De steilheidstesters zijn b.v. de AVO en een aantal Amerikaanse testers zoals Hickok, Jackson, Eico etc. De uitkomst van de meting wordt aangegeven in mA per volt.

De emissietesters komen voor onder zeer veel merknamen, op dit forum zie je veel Japanse testers uit de jaren '60 zoals Lafayette, Kyoritsu etc. Maar ook voor-oorlogse service testers werken vaak volgens dit principe. De uitkomst van de meting wordt aangegeven in mA. Er wordt meestal gebruik gemaakt van een schaal die loopt van 0 tot 50 mA. Soms is er een Load knop aanwezig, hiermee kan je de gevoeligheid van de meter veranderen. Wanneer je deze knop op 30 zet heb je er geen last meer van, de meter geeft dan bij volle uitslag ongeveer 50 mA aan.

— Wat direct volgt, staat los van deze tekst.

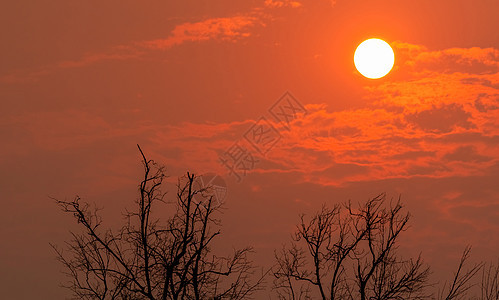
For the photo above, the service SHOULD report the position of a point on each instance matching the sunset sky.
(83, 82)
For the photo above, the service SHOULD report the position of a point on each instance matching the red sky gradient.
(82, 82)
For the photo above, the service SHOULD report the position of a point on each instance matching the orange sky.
(82, 82)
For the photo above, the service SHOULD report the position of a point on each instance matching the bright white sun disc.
(374, 58)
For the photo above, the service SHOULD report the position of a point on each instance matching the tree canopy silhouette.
(152, 258)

De anodestroom testers zijn b.v. de Funke en de Philips Cartomatic. De uitkomst van de meting is de verhouding tussen de gemeten anodestroom en de vooraf bepaalde anodestroom, dit wordt aangegeven in procenten.

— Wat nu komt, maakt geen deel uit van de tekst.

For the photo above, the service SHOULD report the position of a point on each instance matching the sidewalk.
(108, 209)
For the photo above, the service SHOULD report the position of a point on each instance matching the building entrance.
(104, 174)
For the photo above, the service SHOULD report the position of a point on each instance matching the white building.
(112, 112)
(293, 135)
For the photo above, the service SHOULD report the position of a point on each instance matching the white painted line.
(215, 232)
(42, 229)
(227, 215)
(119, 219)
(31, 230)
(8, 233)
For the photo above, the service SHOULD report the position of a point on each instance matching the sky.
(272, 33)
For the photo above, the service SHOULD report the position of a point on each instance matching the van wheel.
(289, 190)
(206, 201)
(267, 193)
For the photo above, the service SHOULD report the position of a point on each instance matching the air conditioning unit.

Alle steilheidstesters kunnen ook de anodestroom meten. Dat is nodig omdat de steilheidsmeting alleen werkt voor buizen die kunnen versterker. Om b.v. een gelijkrichterbuis door te meten heb je immers niets aan een meetmethode die de steilheid meet. Een dergelijke buis heeft nu eenmaal geen steilheid. Als anodestroom tester zijn de steilheidstesters vaak beperkt bruikbaar. Het is een misverstand dat dergelijke testers altijd de steilheid meten zoals die wordt opgegeven door de buizenfabrikant. Dit gaat meestal wel op voor de kleinere versterkerbuizen (b.v. ECC types), maar voor eindbuizen is het stroom- of spanningsbereik vaak te beperkt. Als een dergelijke beperking aanwezig is geldt deze ook bij het doormeten van gelijkrichters. Wanneer je met een steilheidstester b.v. een GZ34 wilt doormeten zal de tester toch zo'n 125 mA per diode moeten kunnen leveren, dit lukt meestal niet.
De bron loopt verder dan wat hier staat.